I am currently working with a model which has a fixed set of heavy operations applied on different versions of the same input. It would be really nice if I could perform these operations in parallel as each one of them takes a big chuck of total execution time. In Theano, with graph optimizations, this would have been automatically executed in parallel. But I am not sure how to parallelize these operations in PyTorch. I looked into Python’s multiprocessing module and PyTorch’s wrapper for it. But I am not sure if it’s usage would maintain the autograd’s graph integrity and how they’d work while performing backprop (which is actually an even more expensive than forward propagation).

An NDA prevents me from sharing the exact model details and code, but here is a representative example of the model that captures the problem.

def forward(x):
    # transform the input in 4 different ways - transform is a lightweight operation
    x1 = transform(x, 0, 0)
    x2 = transform(x, 0, 1)
    x3 = transform(x, 1, 0)
    x4 = transform(x, 1, 1)

    # process each transformed input by the same function
    # my_func here is time consuming and the current bottleneck, but is internally optimized
    # ideally, all four `my_func` calls below should execute in parallel
    a = my_func(x1)
    b = my_func(x2)
    c = my_func(x3)
    d = my_func(x4)

    result = a + b + c + d
    
    return result

Is there any way I could speed up this function? Not being able to parallelize this hurts me even more when I stack many such steps, which I am planning to do next. So any suggestions to speed this up in any way would help a lot.

Thanks!

1 Like

After seeing some discussion on Twitter, it looks like having lazy evaluation would defeat some of the goals of a truly dynamic tensor manipulation framework. But for cases like the example above at least, having a declarative way that would allow for parallel execution of several operations would be very useful.
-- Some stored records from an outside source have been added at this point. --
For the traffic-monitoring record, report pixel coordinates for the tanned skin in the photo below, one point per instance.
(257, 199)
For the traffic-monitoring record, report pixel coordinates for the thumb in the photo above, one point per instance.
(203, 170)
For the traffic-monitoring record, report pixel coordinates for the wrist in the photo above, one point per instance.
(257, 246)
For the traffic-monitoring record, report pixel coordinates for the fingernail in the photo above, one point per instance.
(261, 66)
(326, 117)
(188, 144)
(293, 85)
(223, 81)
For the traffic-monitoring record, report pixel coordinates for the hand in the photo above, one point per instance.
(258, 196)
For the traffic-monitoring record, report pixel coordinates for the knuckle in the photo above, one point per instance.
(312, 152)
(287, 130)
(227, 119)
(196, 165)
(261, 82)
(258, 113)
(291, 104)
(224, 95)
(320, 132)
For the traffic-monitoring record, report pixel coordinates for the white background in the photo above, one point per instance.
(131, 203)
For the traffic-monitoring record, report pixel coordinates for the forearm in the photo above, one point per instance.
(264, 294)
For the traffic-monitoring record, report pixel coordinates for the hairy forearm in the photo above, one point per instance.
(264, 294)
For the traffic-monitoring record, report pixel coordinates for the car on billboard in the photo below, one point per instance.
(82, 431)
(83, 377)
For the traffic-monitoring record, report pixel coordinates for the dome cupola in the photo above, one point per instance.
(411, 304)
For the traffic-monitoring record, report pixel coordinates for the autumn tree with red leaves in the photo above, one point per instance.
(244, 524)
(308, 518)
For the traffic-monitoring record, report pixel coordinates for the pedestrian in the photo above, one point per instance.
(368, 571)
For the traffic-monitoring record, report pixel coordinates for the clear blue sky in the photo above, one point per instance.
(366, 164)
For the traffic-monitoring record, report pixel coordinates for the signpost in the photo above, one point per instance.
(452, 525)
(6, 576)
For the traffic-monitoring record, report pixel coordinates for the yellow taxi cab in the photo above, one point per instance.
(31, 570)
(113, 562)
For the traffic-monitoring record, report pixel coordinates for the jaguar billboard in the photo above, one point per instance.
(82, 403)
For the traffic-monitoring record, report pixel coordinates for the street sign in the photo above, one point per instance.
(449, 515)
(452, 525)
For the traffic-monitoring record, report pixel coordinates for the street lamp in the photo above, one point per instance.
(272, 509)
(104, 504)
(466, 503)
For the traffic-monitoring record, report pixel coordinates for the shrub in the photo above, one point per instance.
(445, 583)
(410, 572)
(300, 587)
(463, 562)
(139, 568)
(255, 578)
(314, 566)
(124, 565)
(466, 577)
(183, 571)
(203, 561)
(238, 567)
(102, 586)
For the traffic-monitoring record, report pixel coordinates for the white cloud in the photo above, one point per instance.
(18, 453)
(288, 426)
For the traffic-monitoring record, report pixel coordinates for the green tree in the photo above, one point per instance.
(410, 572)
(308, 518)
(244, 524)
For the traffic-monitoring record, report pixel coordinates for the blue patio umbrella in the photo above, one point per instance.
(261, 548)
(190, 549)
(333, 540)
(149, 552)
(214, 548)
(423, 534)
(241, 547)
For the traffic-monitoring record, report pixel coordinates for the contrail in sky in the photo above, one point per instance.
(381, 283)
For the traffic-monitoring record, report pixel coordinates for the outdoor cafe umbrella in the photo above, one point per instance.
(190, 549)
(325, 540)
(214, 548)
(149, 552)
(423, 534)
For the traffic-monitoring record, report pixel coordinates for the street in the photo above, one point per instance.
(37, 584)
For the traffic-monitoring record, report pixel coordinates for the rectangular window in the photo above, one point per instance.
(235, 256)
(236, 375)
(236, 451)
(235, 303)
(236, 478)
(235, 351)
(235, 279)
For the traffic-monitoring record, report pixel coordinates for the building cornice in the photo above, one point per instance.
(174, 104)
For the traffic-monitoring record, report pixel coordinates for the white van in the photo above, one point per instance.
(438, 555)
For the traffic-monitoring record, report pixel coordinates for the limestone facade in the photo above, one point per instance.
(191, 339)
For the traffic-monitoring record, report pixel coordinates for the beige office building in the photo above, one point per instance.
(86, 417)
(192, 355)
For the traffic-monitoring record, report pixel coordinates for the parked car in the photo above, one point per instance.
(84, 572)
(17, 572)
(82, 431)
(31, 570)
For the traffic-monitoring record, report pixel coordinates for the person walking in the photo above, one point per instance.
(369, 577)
Depending on how complex my_func is, you may be able to get some mileage out of wrapping it in nn.DataParallel and running each of them on separate GPUs if you have several available. But you can also rewrite my_func to take a list of variables and manually batch certain suboperations together; that’s likely to be the fastest approach.

Hi pranav, it seems that static graphs have upper hand at these kind of parallel tasks. In the official torchvision InceptionV3, inception modules are implemented serially.